Qual é o aviso da CE, como transpareceu para a opinião pública?
A CE avisou que o impacto final do NB (Novo Banco) e da recapitalização da CGD nas contas públicas ainda não é conhecido, alertando que podem comprometer a execução orçamental deste ano. Mistura duas coisas: CGD e NB. E vai mais adiante, misturando mais elementos, como a banca em geral, ao afirmar que “o impacto final da venda do Novo Banco e da recapitalização da CGD nas finanças públicas e/ou em outros bancos ainda é desconhecido”.
É certo que são dados do relatório sobre a 4.ª missão de monitorização pós-programa a Portugal, que decorreu no final de junho. Todavia, esse relatório não podia desdizer os esforços feitos nem os resultados a que se chegou nas negociações para a recapitalização da CGD.

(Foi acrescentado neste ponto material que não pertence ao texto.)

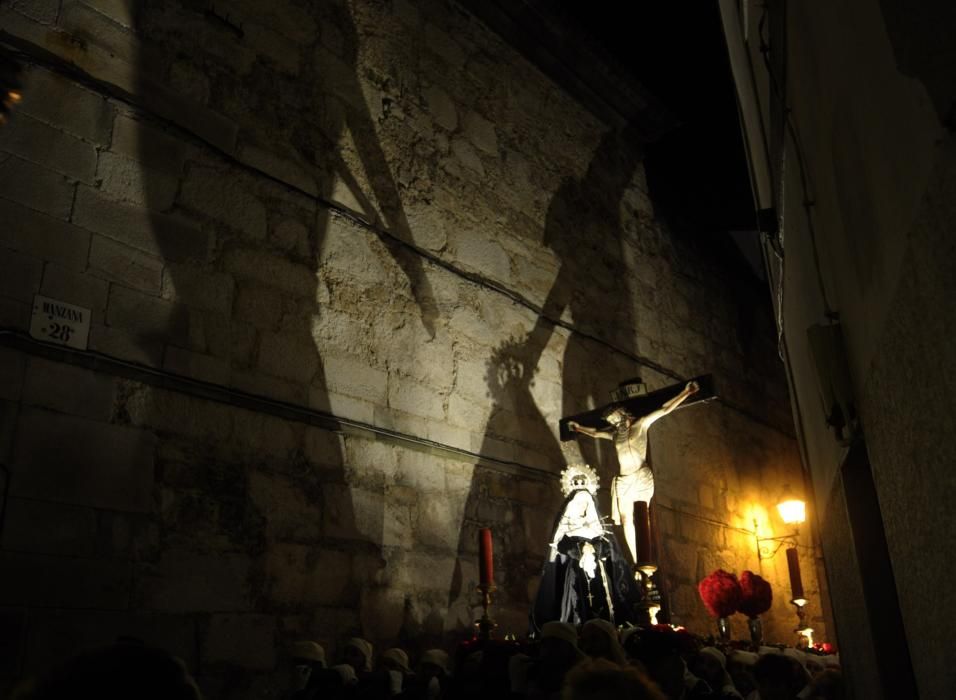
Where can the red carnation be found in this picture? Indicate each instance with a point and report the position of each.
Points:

Além de parecer que recua e que mistura, a CE ainda lança o fantasma da incerteza. Tudo isto é tão estranho porquanto a Comissão começa por admitir que, em contas públicas (a ótica de caixa, que não é considerada nas regras europeias), a execução orçamental até maio está “amplamente em linha” com o Orçamento do Estado para 2016 (OE2016). No entanto, sublinha que “vários fatores limitam a comparação da execução orçamental até ao final de maio com a execução do conjunto do ano e os riscos estão inclinados para o lado negativo”. E, apesar de sustentar que “não foi identificado nenhum desvio significativo até ao momento”, defende que a entrada em vigor do OE2016 apenas em abril e o adiar para a segunda metade do ano de algumas medidas que “aumentam o défice”, como a reversão dos cortes salariais na administração pública ou a redução do IVA na restauração, “limitam uma comparação” entre períodos homólogos de 2015 e de 2016. E, nesse sentido, mantém as previsões para o défice deste ano, conhecidas na primavera, de 2,7% do PIB (Produto Interno Bruto), acima dos 2,2% previstos pelo Governo no Programa de Estabilidade, e da meta 2,5% definida pelo Conselho da UE aquando do encerramento do processo de sanções a Portugal, em agosto passado.
Segundo Bruxelas, a divergência perante as contas do Ministério das Finanças – que representam cerca de 500 milhões de euros – deve-se “à incerteza macroeconómica e aos possíveis custos associados ao setor financeiro, que pesam negativamente nas previsões orçamentais”. Assim, entende que, “para este cenário, os riscos estão inclinados para o lado negativo e podem materializar-se com a deterioração do cenário macroeconómico, um aumento da volatilidade e a incerteza nos mercados financeiros” e em razão das “necessidades de capitalização da banca ainda incertas”.
Outro alerta deixado pela CE é o aumento dos pagamentos em atraso no setor público, sobretudo na saúde:
“O aumento geral dos pagamentos em atraso deve-se, na sua quase totalidade, ao aumento de 155 milhões de euros devidos aos hospitais públicos, elevando o montante dos pagamentos em atraso do Sistema Nacional de Saúde no final de maio deste ano para o nível de 600 milhões de euros registados no início de 2015”.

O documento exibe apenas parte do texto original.